Que maneiras encontrou de envolver também o resto da comunidade nos projetos? Tento estimular a permanência das crianças na escola para envolver a comunidade. Muitos dos meus alunos não têm uma reputação positiva na sociedade, porque são conhecidos por bullying contra os outros ou têm ficha na polícia por vandalismo, por usar ou vender drogas. Tento fazer com que essa imagem seja revista com algumas atividades. Uma delas se chama “Acts of kindness” (Atos de bondade), em que os jovens fazem boas ações em Salluit. Eles ajudam os mais velhos, vão até os supermercados e carregam as compras dos vizinhos, organizam exibições de filmes para as crianças, para que os pais possam sair e deixar os filhos em um lugar seguro etc. Essas atividades fizeram com que os jovens passassem a ser vistos como parte importante da comunidade.

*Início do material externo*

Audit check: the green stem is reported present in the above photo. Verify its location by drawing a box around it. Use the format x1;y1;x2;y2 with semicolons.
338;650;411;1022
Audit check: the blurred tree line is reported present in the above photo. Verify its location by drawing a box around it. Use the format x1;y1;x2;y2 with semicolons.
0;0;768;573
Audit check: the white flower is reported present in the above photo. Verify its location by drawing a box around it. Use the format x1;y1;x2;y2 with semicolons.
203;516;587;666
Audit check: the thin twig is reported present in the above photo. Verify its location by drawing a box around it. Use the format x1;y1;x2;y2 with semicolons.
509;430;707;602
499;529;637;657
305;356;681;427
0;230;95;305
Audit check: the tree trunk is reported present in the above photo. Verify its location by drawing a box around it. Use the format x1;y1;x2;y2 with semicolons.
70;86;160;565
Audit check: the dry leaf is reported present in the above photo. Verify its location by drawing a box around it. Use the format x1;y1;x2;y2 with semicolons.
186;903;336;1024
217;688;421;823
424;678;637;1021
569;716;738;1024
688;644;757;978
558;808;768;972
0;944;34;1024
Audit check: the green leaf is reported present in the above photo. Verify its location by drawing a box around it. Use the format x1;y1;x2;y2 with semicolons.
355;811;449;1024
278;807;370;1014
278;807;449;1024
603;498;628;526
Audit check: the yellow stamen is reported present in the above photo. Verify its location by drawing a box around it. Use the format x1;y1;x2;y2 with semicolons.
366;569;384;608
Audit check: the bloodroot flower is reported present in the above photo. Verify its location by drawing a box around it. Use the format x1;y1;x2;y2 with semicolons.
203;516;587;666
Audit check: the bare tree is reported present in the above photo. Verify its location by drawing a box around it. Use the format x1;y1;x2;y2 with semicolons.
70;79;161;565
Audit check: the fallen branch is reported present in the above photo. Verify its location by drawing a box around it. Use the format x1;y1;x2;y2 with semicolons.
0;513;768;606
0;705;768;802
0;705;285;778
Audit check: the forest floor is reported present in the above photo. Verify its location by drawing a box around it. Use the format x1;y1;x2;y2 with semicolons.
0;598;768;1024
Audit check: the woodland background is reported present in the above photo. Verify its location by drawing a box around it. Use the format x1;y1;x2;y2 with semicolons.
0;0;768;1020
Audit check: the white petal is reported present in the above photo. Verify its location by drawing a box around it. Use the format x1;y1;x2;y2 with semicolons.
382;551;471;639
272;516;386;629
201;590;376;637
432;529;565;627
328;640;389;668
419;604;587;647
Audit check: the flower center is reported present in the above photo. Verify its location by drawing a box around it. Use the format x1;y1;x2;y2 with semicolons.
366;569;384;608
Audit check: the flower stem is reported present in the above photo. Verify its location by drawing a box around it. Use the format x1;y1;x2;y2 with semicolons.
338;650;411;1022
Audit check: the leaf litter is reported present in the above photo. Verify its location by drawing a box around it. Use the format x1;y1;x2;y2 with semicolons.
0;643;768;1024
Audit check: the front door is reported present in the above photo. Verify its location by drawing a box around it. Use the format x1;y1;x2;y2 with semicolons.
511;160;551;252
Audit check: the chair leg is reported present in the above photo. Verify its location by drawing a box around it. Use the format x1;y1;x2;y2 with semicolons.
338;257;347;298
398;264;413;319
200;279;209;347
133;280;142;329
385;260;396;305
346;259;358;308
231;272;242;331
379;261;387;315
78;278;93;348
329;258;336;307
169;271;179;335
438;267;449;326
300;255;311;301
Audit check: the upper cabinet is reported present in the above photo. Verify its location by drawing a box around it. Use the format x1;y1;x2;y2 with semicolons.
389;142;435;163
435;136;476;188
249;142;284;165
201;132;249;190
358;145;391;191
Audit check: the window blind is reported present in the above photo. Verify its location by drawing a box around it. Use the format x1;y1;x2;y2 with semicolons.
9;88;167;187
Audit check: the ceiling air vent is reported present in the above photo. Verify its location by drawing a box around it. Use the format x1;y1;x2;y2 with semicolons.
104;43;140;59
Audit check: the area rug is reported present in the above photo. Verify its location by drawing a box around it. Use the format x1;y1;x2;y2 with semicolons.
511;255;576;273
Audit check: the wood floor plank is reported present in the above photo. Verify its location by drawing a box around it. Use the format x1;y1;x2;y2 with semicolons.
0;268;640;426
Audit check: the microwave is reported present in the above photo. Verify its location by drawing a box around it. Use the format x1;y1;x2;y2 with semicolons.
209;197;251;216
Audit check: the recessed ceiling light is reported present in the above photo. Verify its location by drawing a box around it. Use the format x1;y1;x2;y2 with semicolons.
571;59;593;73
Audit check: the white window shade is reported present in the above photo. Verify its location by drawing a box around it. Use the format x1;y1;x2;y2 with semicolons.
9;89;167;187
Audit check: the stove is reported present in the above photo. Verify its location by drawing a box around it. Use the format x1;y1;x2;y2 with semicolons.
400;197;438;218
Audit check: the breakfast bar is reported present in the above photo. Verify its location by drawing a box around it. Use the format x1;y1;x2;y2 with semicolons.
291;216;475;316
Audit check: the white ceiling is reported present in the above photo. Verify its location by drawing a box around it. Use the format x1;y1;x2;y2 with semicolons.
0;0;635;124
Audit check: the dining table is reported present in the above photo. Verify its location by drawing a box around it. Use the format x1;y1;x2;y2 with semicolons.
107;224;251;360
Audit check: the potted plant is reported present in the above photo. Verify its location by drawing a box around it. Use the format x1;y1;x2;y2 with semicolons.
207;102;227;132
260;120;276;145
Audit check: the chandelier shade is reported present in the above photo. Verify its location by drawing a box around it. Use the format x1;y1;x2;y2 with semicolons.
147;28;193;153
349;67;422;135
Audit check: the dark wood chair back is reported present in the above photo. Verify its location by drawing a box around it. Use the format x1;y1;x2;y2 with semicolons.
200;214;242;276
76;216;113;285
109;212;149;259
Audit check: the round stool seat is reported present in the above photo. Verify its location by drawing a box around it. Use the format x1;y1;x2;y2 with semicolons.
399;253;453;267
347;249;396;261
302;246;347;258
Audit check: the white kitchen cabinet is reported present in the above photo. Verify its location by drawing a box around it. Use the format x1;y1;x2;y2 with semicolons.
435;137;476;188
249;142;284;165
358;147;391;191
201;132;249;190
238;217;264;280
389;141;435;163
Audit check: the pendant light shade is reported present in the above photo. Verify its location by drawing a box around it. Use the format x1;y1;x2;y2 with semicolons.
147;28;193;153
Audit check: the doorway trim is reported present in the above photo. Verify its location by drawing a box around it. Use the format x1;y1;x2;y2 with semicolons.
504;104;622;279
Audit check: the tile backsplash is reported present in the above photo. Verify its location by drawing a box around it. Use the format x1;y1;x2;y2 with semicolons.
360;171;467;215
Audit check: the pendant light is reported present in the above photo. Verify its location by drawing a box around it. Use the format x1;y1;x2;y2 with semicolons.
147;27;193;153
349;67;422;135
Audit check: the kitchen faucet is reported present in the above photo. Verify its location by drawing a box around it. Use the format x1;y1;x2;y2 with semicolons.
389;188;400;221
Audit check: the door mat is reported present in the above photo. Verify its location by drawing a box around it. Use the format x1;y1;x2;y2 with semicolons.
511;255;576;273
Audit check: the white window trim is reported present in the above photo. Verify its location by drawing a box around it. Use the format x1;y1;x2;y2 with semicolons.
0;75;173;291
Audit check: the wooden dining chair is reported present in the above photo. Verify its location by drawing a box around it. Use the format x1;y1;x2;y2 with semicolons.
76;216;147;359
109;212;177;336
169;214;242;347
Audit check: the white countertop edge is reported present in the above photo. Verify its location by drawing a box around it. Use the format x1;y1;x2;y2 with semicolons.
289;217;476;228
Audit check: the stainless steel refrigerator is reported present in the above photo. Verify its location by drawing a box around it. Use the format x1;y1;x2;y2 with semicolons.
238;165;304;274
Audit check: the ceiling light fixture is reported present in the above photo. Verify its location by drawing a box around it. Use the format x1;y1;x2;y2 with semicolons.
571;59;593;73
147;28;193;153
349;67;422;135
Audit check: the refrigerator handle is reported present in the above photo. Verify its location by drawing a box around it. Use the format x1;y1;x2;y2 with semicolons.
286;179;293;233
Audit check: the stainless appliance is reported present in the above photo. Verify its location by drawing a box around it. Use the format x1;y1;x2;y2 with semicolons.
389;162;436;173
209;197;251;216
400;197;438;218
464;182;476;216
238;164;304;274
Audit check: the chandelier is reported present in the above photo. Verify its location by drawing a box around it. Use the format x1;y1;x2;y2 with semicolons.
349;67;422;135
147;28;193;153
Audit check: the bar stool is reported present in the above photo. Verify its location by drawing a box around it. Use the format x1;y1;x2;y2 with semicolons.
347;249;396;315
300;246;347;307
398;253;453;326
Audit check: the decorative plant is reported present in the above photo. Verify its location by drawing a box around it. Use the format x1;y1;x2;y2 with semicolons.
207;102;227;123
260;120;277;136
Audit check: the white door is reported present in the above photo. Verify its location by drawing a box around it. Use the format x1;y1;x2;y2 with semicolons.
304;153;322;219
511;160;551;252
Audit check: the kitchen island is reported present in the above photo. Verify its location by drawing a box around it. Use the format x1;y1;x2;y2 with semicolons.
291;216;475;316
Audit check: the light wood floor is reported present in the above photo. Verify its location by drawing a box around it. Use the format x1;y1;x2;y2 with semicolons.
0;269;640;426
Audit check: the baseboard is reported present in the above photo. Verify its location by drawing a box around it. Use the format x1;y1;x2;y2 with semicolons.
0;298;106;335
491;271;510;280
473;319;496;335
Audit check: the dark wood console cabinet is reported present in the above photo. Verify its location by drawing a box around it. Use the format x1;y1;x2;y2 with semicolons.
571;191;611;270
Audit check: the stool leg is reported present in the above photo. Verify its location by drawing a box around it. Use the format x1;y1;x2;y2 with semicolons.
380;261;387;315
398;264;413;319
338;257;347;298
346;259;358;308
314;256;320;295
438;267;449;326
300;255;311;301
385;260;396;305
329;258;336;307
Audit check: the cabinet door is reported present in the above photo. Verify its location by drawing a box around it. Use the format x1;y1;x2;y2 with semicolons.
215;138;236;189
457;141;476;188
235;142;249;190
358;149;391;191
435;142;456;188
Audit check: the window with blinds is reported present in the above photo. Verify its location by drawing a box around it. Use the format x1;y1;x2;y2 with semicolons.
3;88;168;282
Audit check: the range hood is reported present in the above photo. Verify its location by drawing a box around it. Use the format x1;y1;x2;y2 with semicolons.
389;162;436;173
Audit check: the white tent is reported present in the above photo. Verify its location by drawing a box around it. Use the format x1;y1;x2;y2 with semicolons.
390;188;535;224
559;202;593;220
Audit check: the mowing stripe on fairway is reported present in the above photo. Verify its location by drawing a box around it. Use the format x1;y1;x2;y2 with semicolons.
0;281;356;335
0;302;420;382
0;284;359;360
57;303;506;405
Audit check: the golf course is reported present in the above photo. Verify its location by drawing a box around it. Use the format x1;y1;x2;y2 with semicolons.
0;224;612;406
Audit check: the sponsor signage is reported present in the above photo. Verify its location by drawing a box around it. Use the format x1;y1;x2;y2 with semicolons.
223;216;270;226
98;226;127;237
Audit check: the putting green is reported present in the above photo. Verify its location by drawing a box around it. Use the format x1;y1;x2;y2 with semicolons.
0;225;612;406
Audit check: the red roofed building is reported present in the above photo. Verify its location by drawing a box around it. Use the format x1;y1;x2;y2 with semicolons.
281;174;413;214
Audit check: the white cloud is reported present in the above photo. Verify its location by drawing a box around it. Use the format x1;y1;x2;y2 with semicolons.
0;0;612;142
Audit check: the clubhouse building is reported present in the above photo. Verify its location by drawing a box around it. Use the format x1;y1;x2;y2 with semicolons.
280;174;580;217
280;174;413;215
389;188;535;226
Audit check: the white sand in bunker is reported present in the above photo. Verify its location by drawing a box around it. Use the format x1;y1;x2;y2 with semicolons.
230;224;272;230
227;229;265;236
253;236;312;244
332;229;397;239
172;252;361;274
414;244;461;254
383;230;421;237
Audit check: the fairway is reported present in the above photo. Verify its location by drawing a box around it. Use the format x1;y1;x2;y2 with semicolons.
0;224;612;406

Muitos dos seus colegas professores pararam de dar aula na região. Já pensou em desistir? Provavelmente entre 40% e 50% dos professores desistem de dar aulas no Norte. Isso pode ser por causa do estresse do dia a dia ou porque eles estão morando em um lugar muito isolado, longe de suas famílias. Há alguns estudantes que me adotaram em suas vidas e eu não quero deixar o Norte até que eu veja que eles se tornaram adultos de sucesso. Alguns deles já cresceram, estão fazendo faculdade em Montreal, levam uma vida saudável, são independentes — quero ver todos assim. Mas não posso dizer quanto tempo mais vou ficar por lá, porque meu marido é da Tanzânia.

Você já trabalhou em países da África e no Salluit. Gosta de desafios, então? Sim! (risos) Se é para trabalhar com algo, foque em justiça social. Não há nada que tenha mais significado do que isso. Pode não te dar o melhor salário, mas te dá a maior satisfação pessoal possível.